A Folha de São Paulo noticia um encontro de busólogos. Os busólogos, explica o jornal, são os fãs de onibus, os fãs de bus, nenhum busílis. São muitos e alimentam uma literacia específica com os seus rituais. No jornal, uma militante da causa sorri para a foto da praxe, numa central de camionagem. A t-shirt anuncia um Encontro de Busólogos 2024. A busologia existe, é mais do que uma onda, é um culto com os seus cerimoniais.
Um dos parques de estacionamento de busólogos nas redes sociais junta milhares que discutem tudo: a história de empresas de camionagem, as carroçarias, os nomes das empresas rodoviárias e as suas histórias, a apresentação do primeiro “ligeirinho” cem por cento eléctrico “no padrão UBRS em Curitiba”. Tudo.
Aqui chegado, a minha infância voltou a fazer as tantas curvas do pinhal, de pé, por deferência do motorista, mas bem agarrado, cuidado, retendo um por um, na sequência correcta, os nomes das aldeias, Mougueira, Portela dos Bezerrins, Moinho do Cabo, Vale do Pereiro, onde havia sempre enormes bidões de resina, junto à casa onde vive hoje o grande poeta Miguel Manso. Se decorássemos aldeias, como haveríamos de decorar rios e afluentes..e serras de norte a sul… Mas, lembras-te? A que cheiravam as camionetas da Libano Vaz Serra? Cheiravam intensamente a maçãs bravo de esmolfe e a gasóleo mal queimado, foi pena não teres seguido busologia, por um ramal mais directo para antropologia. Se houvesse, nesse tempo, colecções de cromos com os modelos mais ronceiros da camionagem…

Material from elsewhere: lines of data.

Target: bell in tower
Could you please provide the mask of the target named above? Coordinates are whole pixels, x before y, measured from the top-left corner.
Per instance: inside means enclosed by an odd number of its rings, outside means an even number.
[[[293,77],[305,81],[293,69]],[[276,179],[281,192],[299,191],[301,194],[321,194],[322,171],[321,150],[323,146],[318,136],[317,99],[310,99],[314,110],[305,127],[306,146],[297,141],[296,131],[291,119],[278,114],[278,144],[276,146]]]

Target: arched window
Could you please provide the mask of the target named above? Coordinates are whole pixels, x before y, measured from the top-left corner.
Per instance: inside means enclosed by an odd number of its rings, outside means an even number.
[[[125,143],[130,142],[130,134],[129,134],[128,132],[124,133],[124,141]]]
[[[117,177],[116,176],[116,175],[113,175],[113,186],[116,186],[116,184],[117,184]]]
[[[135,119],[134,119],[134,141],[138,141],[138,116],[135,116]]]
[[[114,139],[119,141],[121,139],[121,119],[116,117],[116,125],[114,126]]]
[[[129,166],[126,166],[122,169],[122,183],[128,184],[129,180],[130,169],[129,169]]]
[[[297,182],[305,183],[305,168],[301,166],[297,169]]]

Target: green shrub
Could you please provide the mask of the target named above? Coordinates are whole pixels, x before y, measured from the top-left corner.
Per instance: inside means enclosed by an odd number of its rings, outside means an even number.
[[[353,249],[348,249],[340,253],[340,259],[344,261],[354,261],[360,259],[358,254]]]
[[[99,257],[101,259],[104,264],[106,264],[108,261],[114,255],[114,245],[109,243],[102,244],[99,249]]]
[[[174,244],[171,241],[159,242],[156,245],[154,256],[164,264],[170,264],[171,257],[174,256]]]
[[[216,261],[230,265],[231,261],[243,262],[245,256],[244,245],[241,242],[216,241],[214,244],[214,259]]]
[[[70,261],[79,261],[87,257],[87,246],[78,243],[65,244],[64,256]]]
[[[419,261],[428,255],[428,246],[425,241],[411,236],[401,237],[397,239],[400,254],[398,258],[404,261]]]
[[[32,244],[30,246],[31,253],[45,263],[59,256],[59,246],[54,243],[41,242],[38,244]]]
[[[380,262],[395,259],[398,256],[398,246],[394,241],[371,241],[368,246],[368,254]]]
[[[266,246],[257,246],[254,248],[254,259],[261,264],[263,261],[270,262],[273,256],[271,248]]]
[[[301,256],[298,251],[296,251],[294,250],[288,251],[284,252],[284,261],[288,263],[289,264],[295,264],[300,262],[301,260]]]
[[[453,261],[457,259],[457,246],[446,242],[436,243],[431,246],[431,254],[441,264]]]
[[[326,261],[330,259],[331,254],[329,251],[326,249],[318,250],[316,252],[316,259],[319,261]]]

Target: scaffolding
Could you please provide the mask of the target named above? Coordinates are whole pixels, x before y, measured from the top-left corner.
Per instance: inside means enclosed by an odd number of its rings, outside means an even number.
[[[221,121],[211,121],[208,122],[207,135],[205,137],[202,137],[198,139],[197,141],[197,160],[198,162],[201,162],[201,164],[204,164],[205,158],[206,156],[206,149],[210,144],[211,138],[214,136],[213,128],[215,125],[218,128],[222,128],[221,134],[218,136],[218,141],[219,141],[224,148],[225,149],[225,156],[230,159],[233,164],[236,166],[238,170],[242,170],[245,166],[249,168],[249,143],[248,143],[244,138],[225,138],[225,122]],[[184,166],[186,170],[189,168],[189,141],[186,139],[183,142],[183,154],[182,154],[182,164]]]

Íamos todos alegremente no autocarro, muito antes de eu ter escutado a campainha de um poema de Gedeão, “as crianças tristes passam alegres no autocarro”. Nesse poema passam tristes todos os que vão alegremente no autocarro, soldados a caminho do cais de embarque, porque a guerra é triste, mas eles vão alegremente no autocarro, operários a caminho da fábrica triste onde vão vigiar as máquinas, alegremente no autocarro, camponeses vão para a cidade aplaudir o discurso, tão tristes eles como o discurso, mas vão alegremente no autocarro, como um busólogo a caminho do Encontro de 2024. Tão alegres, com a nossa tristeza e o nosso passe social.
Afinal o que me prendeu à notícia da Folha de São Paulo foi um detalhe, uma minudência: há, entre os busólogos, quem tenha aprimorado a arte de reconhecer a marca do autocarro pelo ronco do motor.
Anotas as mais ousadas linhas do lay out de um novo ônibus na Rodovia Anhanguera, em Campinas. Ou esperas o autocarro que tarda na estrada da Luz. Compõe alegremente a tua tristeza. Que ronco é esse no motor que te faz seguir, busólogo que nunca encontraste o ramal para a antropologia.